1. An L-amino acid-producing bacterium of the Enterobacteriaceae family, wherein said bacterium has been modified to enhance expression of at least one gene of the fucPIKUR operon.

2. The bacterium according to claim 1, wherein said gene expression is enhanced by modifying an expression control sequence for the fucPIKUR operon.

3. The bacterium according to claim 1, wherein said gene expression is enhanced by increasing the copy number for at least one gene of the fucPIKUR operon.

4. The bacterium according to claim 1, wherein said bacterium belongs to the genus Escherichia.

5. The bacterium according to claim 1, wherein said bacterium belongs to the genus Pantoea.

6. The L-amino acid-producing bacterium according to claim 1, wherein said L-amino acid is selected from the group consisting of an aromatic L-amino acid and a non-aromatic L-amino acid.

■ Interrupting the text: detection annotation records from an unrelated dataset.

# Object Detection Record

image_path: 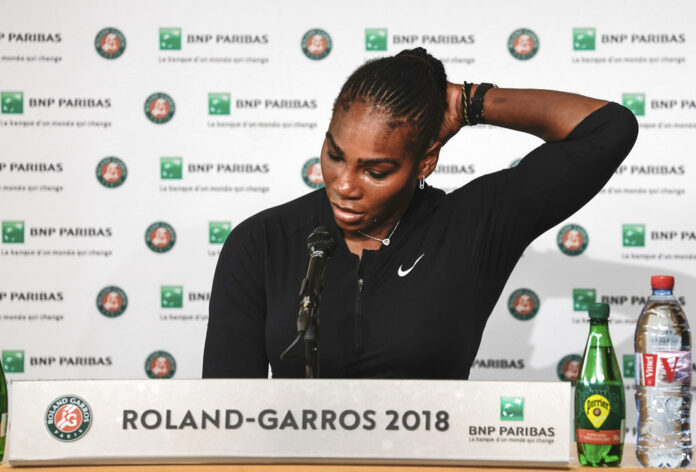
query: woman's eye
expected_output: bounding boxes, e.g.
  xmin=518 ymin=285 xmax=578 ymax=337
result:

7. The L-amino acid-producing bacterium according to claim 6, wherein said aromatic L-amino acid is selected from the group consisting of L-phenylalanine, L-tyrosine, and L-tryptophan.

8. The L-amino acid-producing bacterium according to claim 6, wherein said non-aromatic L-amino acid is selected from the group consisting of L-threonine, L-lysine, L-cysteine, L-methionine, L-leucine, L-isoleucine, L-valine, L-histidine, glycine, L-serine, L-alanine, L-asparagine, L-aspartic acid, L-glutamine, L-glutamic acid, L-proline, and L-arginine.

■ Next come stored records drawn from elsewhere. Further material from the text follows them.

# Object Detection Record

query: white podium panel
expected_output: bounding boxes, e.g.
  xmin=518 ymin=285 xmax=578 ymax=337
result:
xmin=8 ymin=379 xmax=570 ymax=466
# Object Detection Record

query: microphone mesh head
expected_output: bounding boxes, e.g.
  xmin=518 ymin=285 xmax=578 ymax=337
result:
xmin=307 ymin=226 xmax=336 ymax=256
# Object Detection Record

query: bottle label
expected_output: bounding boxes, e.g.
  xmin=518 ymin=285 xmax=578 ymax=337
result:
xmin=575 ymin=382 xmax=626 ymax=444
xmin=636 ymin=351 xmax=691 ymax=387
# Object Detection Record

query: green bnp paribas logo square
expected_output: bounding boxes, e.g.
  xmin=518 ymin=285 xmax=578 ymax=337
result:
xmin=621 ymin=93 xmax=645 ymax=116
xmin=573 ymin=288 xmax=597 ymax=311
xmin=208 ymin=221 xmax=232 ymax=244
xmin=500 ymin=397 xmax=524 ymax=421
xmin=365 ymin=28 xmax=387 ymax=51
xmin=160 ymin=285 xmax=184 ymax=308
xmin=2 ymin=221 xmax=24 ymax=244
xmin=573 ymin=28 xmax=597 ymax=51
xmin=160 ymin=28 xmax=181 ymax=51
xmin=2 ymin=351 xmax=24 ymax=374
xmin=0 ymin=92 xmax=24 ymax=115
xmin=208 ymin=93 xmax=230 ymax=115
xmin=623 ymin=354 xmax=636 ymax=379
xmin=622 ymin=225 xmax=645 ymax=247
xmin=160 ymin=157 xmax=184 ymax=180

9. A method for producing an L-amino acid comprising: cultivating the bacterium according to claim 1 in a medium to produce and excrete said L-amino acid into the medium, and collecting said L-amino acid from the medium.

10. The method according to claim 9, wherein said L-amino acid is selected from the group consisting of an aromatic L-amino acid and a non-aromatic L-amino acid.

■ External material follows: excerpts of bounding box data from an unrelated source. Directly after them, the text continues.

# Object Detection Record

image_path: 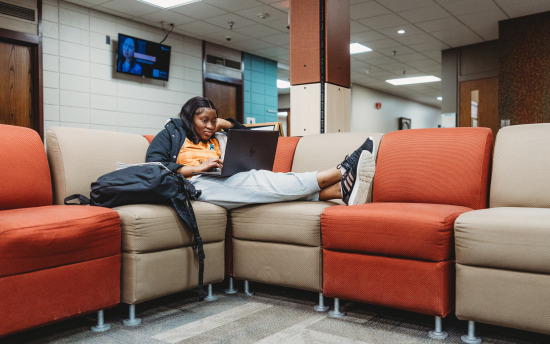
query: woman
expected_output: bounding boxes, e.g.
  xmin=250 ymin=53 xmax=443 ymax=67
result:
xmin=118 ymin=37 xmax=142 ymax=75
xmin=146 ymin=97 xmax=374 ymax=209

11. The method according to claim 10, wherein said aromatic L-amino acid is selected from the group consisting of L-phenylalanine, L-tyrosine, and L-tryptophan.

12. The method according to claim 10, wherein said non-aromatic L-amino acid is selected from the group consisting of L-threonine, L-lysine, L-cysteine, L-methionine, L-leucine, L-isoleucine, L-valine, L-histidine, L-glycine, L-serine, L-alanine, L-asparagine, L-aspartic acid, L-glutamine, L-glutamic acid, L-proline, and L-arginine.